また「前職(転職前)の平均年収」「現職(転職後)の平均年収」「希望(転職時に希望した)平均年収」という3軸で差を比較したところ、前職年収に比べて希望年収が51.0万円高い一方、希望年収に比べて転職後の現職年収は37.1万円低い。【図3】
この結果から一つ考えられることは、転職活動時に”高い給与”を希望し、実際に給与は上がるものの、希望額までは満たない人も多いということだ。転職により給与を上げること自体もそうだが、上がったとしても理想とする水準まで向上させることは決して容易でなさそうだ。
持続的に給与を上げるには?
そもそも、転職の成果として賃金向上を望む人は多いが、労働基準法の定める賃金とは「労働の対償として支払われるもの」であり、能力や成果の向上なしに実現するのは簡単なことではない。だが、その“簡単でない”を即効性をもって実現しやすい手段が、転職だ。
方法は様々ある。仕事の量・役割・責任の範囲を広げたり、成長産業や賃金相場の高い分野に移ったり、職能資格でなく職務や個人業績を評価軸とする企業に転職したり…。賃金は原則、労働力の需要と供給のバランスによって決定される。同じ会社に居ながら、すぐに、自分の力だけで、劇的に賃金水準を変えるのは難しいが、転職であれば自らアクションすることによってこの均衡を破り、転職直後の給与を上げることが可能になる。
ただ、これが一時的な向上になってしまう恐れもある。先に示したように、賃金は労働力の需要と供給のバランスによって水準が決まるため、持続的な給与向上には自身の価値を高めていく必要がある。この価値というのはどのように向上させることができるだろうか。
効果を高める「個人の学び」
厚生労働省は2022年、経済変化に柔軟で個人の多様な選択を支える「しなやかな労働市場」を実現し、人材の活性化と生産性の向上を通じた賃金上昇のサイクルを目指すための「賃上げ・人材活性化・労働市場強化」雇用・労働総合政策パッケージを策定した(※2)。
また政府はこれまで「三位一体の労働市場改革」(※3)として、①リ・スキリングによる能力向上支援 ②個々の企業の実態に応じた職務給(ジョブ型人事)の導入 ③成長分野への労働移動の円滑化 を強化してきた。

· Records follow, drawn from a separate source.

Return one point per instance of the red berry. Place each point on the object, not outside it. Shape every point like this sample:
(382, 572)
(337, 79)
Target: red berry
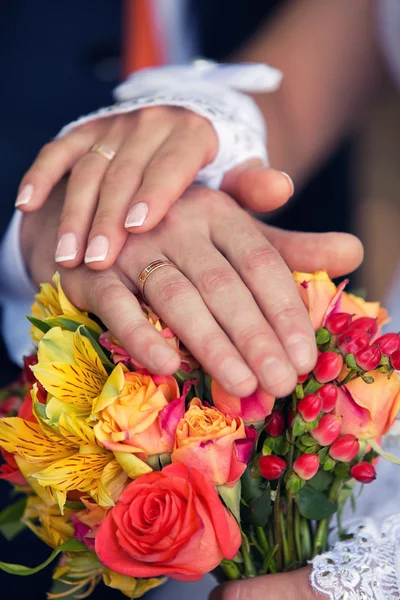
(306, 466)
(309, 407)
(327, 431)
(329, 364)
(363, 472)
(272, 467)
(395, 360)
(302, 378)
(368, 358)
(329, 394)
(353, 340)
(388, 343)
(275, 423)
(369, 325)
(338, 322)
(345, 448)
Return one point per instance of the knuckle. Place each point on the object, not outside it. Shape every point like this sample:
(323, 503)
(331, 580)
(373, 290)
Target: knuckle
(262, 258)
(217, 279)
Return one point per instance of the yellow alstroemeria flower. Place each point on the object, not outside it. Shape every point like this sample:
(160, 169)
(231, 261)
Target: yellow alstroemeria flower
(63, 456)
(47, 522)
(51, 303)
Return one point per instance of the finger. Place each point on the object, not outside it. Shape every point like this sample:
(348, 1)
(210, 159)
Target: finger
(172, 169)
(121, 182)
(107, 297)
(236, 311)
(337, 253)
(268, 277)
(258, 188)
(180, 305)
(53, 161)
(82, 197)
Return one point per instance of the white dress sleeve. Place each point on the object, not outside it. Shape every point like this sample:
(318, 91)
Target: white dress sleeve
(367, 566)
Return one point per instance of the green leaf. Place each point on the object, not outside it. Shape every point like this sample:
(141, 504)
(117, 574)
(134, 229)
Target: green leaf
(314, 504)
(88, 333)
(321, 481)
(69, 546)
(44, 327)
(231, 497)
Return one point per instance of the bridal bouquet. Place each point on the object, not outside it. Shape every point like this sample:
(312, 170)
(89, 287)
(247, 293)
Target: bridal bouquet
(132, 477)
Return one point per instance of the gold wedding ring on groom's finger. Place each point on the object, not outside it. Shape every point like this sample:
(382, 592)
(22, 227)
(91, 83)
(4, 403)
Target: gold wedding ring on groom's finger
(147, 271)
(103, 151)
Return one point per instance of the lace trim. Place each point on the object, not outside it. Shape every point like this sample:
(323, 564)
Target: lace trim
(366, 566)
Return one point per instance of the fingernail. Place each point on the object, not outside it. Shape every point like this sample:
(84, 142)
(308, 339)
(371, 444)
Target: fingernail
(235, 371)
(67, 248)
(97, 249)
(25, 195)
(300, 352)
(160, 356)
(290, 181)
(137, 215)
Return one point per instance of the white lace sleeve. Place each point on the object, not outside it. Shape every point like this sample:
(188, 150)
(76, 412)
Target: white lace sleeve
(212, 90)
(366, 566)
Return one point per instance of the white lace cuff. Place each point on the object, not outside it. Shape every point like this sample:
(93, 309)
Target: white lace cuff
(366, 566)
(211, 90)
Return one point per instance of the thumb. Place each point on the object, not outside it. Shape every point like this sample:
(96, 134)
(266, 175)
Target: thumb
(256, 187)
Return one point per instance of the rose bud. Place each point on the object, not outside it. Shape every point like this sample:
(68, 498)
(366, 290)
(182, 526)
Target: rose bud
(327, 430)
(353, 340)
(328, 394)
(309, 407)
(345, 448)
(306, 466)
(329, 364)
(369, 325)
(388, 343)
(368, 358)
(363, 472)
(275, 423)
(395, 360)
(272, 467)
(338, 323)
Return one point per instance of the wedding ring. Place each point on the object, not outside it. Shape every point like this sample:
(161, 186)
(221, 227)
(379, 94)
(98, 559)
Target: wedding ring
(104, 151)
(147, 271)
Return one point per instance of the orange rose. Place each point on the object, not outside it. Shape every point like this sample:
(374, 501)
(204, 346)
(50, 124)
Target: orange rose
(217, 445)
(138, 413)
(251, 409)
(368, 410)
(170, 522)
(321, 297)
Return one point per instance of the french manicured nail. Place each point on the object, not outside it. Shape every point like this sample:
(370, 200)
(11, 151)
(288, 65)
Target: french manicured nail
(25, 195)
(97, 249)
(235, 372)
(300, 352)
(137, 215)
(290, 181)
(67, 248)
(160, 356)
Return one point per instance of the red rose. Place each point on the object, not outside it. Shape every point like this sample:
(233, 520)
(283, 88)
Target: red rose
(170, 522)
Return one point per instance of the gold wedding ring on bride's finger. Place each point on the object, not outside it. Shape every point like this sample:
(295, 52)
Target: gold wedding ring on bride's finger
(147, 271)
(103, 151)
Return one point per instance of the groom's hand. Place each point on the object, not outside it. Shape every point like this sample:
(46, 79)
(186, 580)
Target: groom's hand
(232, 300)
(284, 586)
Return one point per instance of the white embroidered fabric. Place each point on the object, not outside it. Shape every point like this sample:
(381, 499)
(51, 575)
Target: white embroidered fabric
(213, 91)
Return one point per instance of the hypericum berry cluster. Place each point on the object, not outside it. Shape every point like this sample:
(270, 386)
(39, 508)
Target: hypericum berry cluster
(304, 433)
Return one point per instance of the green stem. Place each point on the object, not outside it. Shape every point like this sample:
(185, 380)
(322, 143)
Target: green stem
(277, 530)
(249, 568)
(297, 536)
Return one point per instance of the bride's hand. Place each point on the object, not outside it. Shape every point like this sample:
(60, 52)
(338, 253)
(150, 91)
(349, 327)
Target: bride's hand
(232, 300)
(158, 153)
(284, 586)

これらが目指す方向性は、人への投資を中心とした賃金上昇サイクルの実現であり、このサイクル実現に欠かせない機能を果たすのが「個人の学び」 である。【図4】
調査データからも、個人の学びやスキルの習得が転職後の年収に影響を与えることがわかる。転職動向調査2023年版では、転職した人のうち「リスキリング経験者」の方が、経験のない人より年収が高い傾向にあった。【図5】
以上を踏まえても、賃金アップの手段、とりわけ転職によって待遇を向上させ、それを持続させる手段として、スキルの向上が一つの有効策であることが言えるだろう。
キャリアを強化する汎用的スキル
スキルにも種類がある。その会社独自の「企業特殊的技能」は環境が変わることで活用できない(しにくくなる)可能性があるが、この技能を構成する知識や職種ノウハウ自体に高い専門性や汎用性があれば、転職先に広く応用することできる。他方、「ポータブルスキル」は職種・業種を問わず汎用することができるビジネススキルで、コミュニケーション能力や対人スキルなどが例である。このポータブルスキルも環境の変化に強い。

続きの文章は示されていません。